Horsfall rose through the ranks of the NSO and eventually became the agency's second deputy director general, replacing Peter Odukwe after he was retired in 1984 during a purge of Shinkafi-era operatives by the new NSO director general, Ambassador Mohammed Lawal Rafindadi. Horsfall held this position till the dissolution of the NSO in 1986 by the new military government headed by General Ibrahim Babangida. During his time as NSO deputy director general under Rafindadi, the agency was at its height of notoriety. Political repression was rife, arrest and detention without trial under the infamous Decree 2 (state security; detention of persons) and Decree 4 (press gag) was common. One of the more notorious actions of the NSO during this period was the "Dikko Affair." The Dikko Affair was an attempt by the NSO and an Israeli collaborator to kidnap and repatriate second republic Transport Minister Alhaji Umaru Dikko from his United Kingdom exile in 1984. The attempt failed and Nigeria suffered great diplomatic and economic repercussions, Horsfall has denied any involvement in the attempt.

=== National Intelligence Agency ===
The Babangida government launched investigations into NSO activities under Rafindadi, a Commission of Inquiry headed by former NSO Director General Umaru Shinkafi was also instituted. The security services were reorganised under Decree 19 of 1986, which led to the creation of three agencies: the State Security Service (SSS), the National Intelligence Agency (NIA), and the Defence Intelligence Agency (DIA). The new government appointed Horsfall the first director general of the NIA. The NIA was responsible for Nigeria's foreign intelligence.

=== State Security Service ===
Horsfall held the NIA position until 1990, when he replaced Alhaji Ismaila Gwarzo as the second director general of the state security service. On 10 October 1992, Horsfall left the SSS.

== Later career ==

=== Oil Mineral Producing Areas Development Commission ===
From 1993, he was the first chairman of the Oil Mineral Producing Areas Development Commission (OMPADEC), a special purpose vehicle established by the government to bring about rapid development to the oil-producing Niger Delta; Horsfall was indigenous to the area.
Horsfall hired Goodluck Jonathan, later a president of Nigeria, for OMPADEC, Jonathan's first public service job. On 22 February 1996, the OMPADEC Board was dissolved.

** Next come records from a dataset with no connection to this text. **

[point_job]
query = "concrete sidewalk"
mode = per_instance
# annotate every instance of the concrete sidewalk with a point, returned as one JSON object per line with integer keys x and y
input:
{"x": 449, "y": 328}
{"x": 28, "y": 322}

Horsfall and the OMPADEC commissioners were removed based on claims by the Abacha government of widespread non-performance by contractors; the government claimed these contractors received mobilization money but failed to perform satisfactorily. This followed a prolonged campaign of calumny mounted by Dr. Junaid, the fiery advocate of northern supremacy who Horsfall forcefully removed from the OMPADEC Board in 1995. In defence of his role and integrity, Horsfall claimed with authentic figures and statistics from the Central Bank of Nigeria (CBN) that during his three years of service in OMPADEC, the commission had received only 11.48 billion naira approximately $133,488,372 from government through monthly disbursements from the Central Bank of Nigeria (CBN) and that with this paltry sum he had performed a near miracle by dotting the whole of the nine oil-producing states with several on-going, medium and major projects and actually completed and commissioned 102 such projects and put them in use by the various communities throughout those oil-producing states.

Following the OMPADEC Commission's dissolution and the removal of Horsfall and his Board, five different investigation panels probed the allegations of corruption, uncompleted projects, and debts being owed by contractors to OMPADEC. These included a panel headed by the famous anti-corruption crusader Economics Professor Sam Aluko. None of these panels returned a verdict of corruption or improprieties on Horsfall.

=== Legal career ===
In 1997, he established his law firm, Horsfall and Company, a legal consultancy firm. He was chairman or a member of several federal constitutional review bodies, special adviser to President Olusegun Obasanjo on Niger Delta Development, rehabilitation of militant and delinquent Rivers State youth, a member of the Nigerian National Constitutional Conference 2014, and a member of its special committee of 50 "wise men."

== Death ==
Horsfall's death was announced on 11 September 2026. He was 84.